See Also: Home Links Personal Site Blogroll  FriendFeed CV

Tags:

Topic Image

Automatic Template Migration

The following notes cover a task undertaken in 2002 to batch convert hundreds of HTML files from a legacy website from one template style to another. The effort turned into more of a project in scale but the lessons learned were of use for subsequent migrations of other sites into more manageble forms.

The reason for migrating this content from one form to another was to remove the hard-coded tables-based layout embedded in each page and pour the content (minus navigation, branding and other crome) into a simpler template form that uses external SSI files to build the page layout and peripheral non-content components on the fly.

The plan for migration was to generate a list of files to be processed, identify the table layout used in each page, group pages by table-layout type, then hopefully establish rules for transformation of each of the common layout-groups into a new SSI template style for each subsite.

One major problem with HTML content on a larger web site with multiple authors is the diversity of text and WYSIWYG tools used to edit the content, and the varying interest on the part of authors in standards-conformance or ensuring the HTML is valid. Modern browsers are fairly tolerant of mark-up errors and a scripted solution to extract actual content from web pages would need to be similarly complex and tolerant.

The activities were broken down into the following areas:

  • Page Layout Identification
  • Content Extraction
  • Querying Extracted Content
  • Export To New Template/Layout
  • Putting it All Together

1. Page Layout Identification:

Table Signature Report

Wanted to get an idea of the number of variations in table layouts used across the site so went through the following process

  • Generated DIR listing of .shtml files, excluding unwanted files and directories, e.g.

find ./ -name "*.shtml" | egrep -v "paths|we|dont|want" > dirlist.txt
      (found 322 files on 8/11/2001)
  • Wrote and ran a table extractor script over each file generating a signature report database:
    showTables.pl < dirlist.txt > report.txt
    output format: "/filepath/filename:signature", 
    sample: ./folder/file.shtml:
    <TABLE><TR><TD><TABLE><TR><TD>......</TR></TABLE></TD></TR></TABLE>
  • Sorted the report file and ran a script against it which tallied up the number of docs sharing the same sig. unique_tally.pl < report.txt > sigs.txt
  • Sorted the sigs file to see which sigs are the most common sort -n +1 -t : sigs.txt > sigs2.txt
  • Ideally, where a sig is used by more than 'n' files, generate translation rule to crunch those files from old format to new and where doc count for a sig is below 'n' need to migrate page manually

Turns out there were 144 unique signatures in 322 individual files so the idea of automating based on a simple extraction of TABLE signiature was not practicable.

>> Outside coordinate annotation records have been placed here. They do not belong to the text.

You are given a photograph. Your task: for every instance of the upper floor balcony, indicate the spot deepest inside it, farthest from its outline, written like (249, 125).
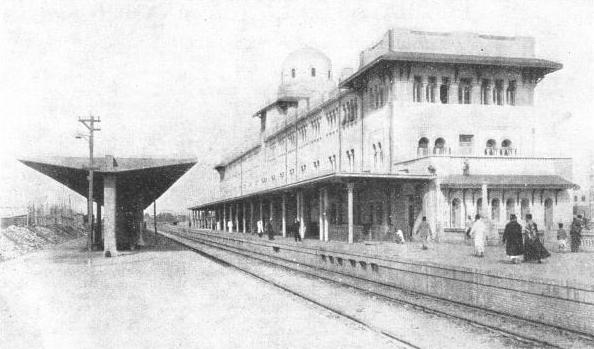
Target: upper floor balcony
(467, 151)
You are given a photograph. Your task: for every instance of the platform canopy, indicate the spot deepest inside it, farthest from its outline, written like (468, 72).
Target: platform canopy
(139, 180)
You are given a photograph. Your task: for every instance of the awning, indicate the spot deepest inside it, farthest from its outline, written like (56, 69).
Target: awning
(543, 65)
(505, 181)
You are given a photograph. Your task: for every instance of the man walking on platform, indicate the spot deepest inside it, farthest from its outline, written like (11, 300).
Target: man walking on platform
(478, 233)
(576, 233)
(295, 229)
(512, 237)
(269, 230)
(424, 232)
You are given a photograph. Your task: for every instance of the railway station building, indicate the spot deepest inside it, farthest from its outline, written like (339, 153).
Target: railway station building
(442, 125)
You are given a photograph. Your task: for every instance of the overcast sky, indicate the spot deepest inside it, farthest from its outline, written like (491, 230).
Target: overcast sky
(182, 78)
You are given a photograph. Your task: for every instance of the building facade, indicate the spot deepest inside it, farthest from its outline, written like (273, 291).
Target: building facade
(441, 125)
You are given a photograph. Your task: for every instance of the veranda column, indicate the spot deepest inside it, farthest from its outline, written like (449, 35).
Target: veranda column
(243, 218)
(326, 225)
(350, 187)
(261, 213)
(321, 214)
(485, 201)
(271, 217)
(251, 216)
(300, 211)
(98, 232)
(237, 217)
(109, 201)
(224, 227)
(284, 215)
(438, 209)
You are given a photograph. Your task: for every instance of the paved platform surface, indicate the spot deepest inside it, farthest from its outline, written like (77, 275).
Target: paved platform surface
(561, 267)
(164, 297)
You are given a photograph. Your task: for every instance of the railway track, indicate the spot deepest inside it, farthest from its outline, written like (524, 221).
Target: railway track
(529, 333)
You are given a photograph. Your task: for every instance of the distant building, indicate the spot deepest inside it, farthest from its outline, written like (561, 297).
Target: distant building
(431, 124)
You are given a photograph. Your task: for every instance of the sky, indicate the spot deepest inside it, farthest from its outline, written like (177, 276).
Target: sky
(182, 79)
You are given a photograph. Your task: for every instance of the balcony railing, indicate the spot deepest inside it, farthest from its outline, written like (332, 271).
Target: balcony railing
(423, 151)
(466, 151)
(507, 151)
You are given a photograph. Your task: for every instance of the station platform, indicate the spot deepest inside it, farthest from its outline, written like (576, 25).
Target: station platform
(565, 268)
(558, 293)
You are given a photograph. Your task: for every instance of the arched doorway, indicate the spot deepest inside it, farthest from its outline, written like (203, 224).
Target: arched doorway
(423, 146)
(548, 214)
(456, 214)
(439, 146)
(510, 208)
(495, 216)
(524, 208)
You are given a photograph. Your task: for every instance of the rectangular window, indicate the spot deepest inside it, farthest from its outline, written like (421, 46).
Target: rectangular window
(485, 91)
(444, 90)
(511, 93)
(430, 90)
(464, 91)
(466, 143)
(498, 92)
(417, 89)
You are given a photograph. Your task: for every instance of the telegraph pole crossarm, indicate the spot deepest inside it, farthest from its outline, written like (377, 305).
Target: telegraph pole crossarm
(90, 125)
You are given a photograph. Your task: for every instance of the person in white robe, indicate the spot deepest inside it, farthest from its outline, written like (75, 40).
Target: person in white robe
(478, 233)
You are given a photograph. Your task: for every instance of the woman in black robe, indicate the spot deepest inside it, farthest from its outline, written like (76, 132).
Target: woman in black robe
(512, 237)
(533, 248)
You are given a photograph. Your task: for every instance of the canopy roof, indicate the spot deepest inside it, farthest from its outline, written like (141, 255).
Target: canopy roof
(139, 181)
(515, 181)
(542, 65)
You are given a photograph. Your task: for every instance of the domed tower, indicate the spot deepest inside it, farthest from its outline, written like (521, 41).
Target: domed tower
(305, 72)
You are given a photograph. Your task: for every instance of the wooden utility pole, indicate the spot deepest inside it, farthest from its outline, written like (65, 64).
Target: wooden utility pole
(90, 125)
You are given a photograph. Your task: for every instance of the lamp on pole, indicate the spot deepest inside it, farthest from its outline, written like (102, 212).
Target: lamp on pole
(90, 125)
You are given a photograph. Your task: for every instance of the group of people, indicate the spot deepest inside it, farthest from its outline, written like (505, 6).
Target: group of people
(294, 229)
(523, 241)
(520, 241)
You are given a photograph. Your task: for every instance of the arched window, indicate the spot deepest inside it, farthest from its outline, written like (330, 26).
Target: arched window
(491, 148)
(456, 214)
(495, 210)
(423, 146)
(381, 152)
(439, 146)
(510, 208)
(548, 218)
(506, 148)
(524, 208)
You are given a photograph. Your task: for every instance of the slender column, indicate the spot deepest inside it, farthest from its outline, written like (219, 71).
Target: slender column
(321, 214)
(326, 225)
(271, 217)
(237, 217)
(350, 187)
(98, 231)
(110, 202)
(262, 211)
(224, 227)
(243, 217)
(485, 201)
(251, 216)
(300, 211)
(284, 215)
(438, 210)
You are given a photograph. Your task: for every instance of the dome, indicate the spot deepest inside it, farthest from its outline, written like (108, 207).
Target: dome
(305, 72)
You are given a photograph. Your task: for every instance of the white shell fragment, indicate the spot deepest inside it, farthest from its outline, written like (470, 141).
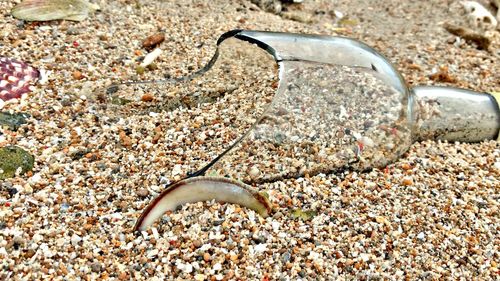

The top 20 sigs accounted for 179 of the 322 total files and the sigs quickly drop off to the point where you ended up with many sigs with only one document match.

Removal of H2s

Decided to Re-run the table extractor and removed <H2> tags from the sig file database as their position in the page is probably not as significant as the <H1> tags, and if there are more than one <H2> (which is likely) we get a new sig instance when really the page is probably much the same layout.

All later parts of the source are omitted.